Maintenant que cette nature soit mise en présence de tous les accidens de la vie, qu’une certaine éducation superficielle l’aide à se dégager, que cette voix qu’elle a reçue en partage la conduise sur les théâtres de Séville et de Madrid, en devenant un moyen de succès, de fortune et de domination, — alors, à chaque pas dans cette carrière, elle éclatera et se laissera voir dans ses véritables instincts. Lorsque le bon Stein, le jeune et rêveur Allemand qui a soigné Marisalada, qui s’est fait son instituteur et son maître de musique, lorsque ce jeune et paisible fou se met à aimer cette créature étrange, celle-ci ne comprend guère cette sérieuse et pure affection. Elle est tout près de trouver que le chirurgien est vieux à trente ans.

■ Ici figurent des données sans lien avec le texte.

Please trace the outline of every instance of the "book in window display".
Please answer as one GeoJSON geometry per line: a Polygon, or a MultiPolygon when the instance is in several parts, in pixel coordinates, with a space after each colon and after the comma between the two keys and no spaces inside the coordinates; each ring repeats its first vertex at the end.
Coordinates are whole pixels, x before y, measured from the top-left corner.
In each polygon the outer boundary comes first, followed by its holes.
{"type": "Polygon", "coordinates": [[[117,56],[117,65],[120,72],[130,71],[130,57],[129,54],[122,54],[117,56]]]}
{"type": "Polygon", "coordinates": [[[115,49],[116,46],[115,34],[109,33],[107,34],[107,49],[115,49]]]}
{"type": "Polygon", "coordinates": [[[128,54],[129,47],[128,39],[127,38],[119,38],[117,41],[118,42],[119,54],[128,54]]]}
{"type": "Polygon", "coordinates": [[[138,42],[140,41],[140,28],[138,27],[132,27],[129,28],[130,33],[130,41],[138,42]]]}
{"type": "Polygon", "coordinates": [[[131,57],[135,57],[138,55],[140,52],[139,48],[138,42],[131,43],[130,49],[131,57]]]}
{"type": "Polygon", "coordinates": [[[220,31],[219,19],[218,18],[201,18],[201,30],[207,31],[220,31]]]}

Tandis que, sur le bord de la mer, à la clarté du ciel, Stein cherche naïvement à initier la Gaviola à la poésie allemande, et veut savoir d’elle s’il sera toujours aimé, s’il ne sera jamais payé de perfidie, Marisalada s’ennuie profondément; pour se dispenser de répondre, elle trace négligemment sur le sable ces mots : toujours! jamais ! « et les vagues se divertissent à effacer ces paroles, comme pour parodier le pouvoir des jours, ces vagues du temps, qui vont effaçant dans le cœur ce qu’on assurait y avoir gravé pour toujours. » — « Oui, il m’aime, se dit-elle, je le savais; mais il m’aime comme fray Gabriel aime la tia Maria, comme s’aiment les vieux... Il veut se marier avec moi, comme don Modesto veut se marier avec sa chère Rosa de tous les diables. » Et elle se décide à épouser le chirurgien allemand, non par goût, mais par une sorte d’apathie à travers laquelle perce comme un secret et vague besoin d’agitation.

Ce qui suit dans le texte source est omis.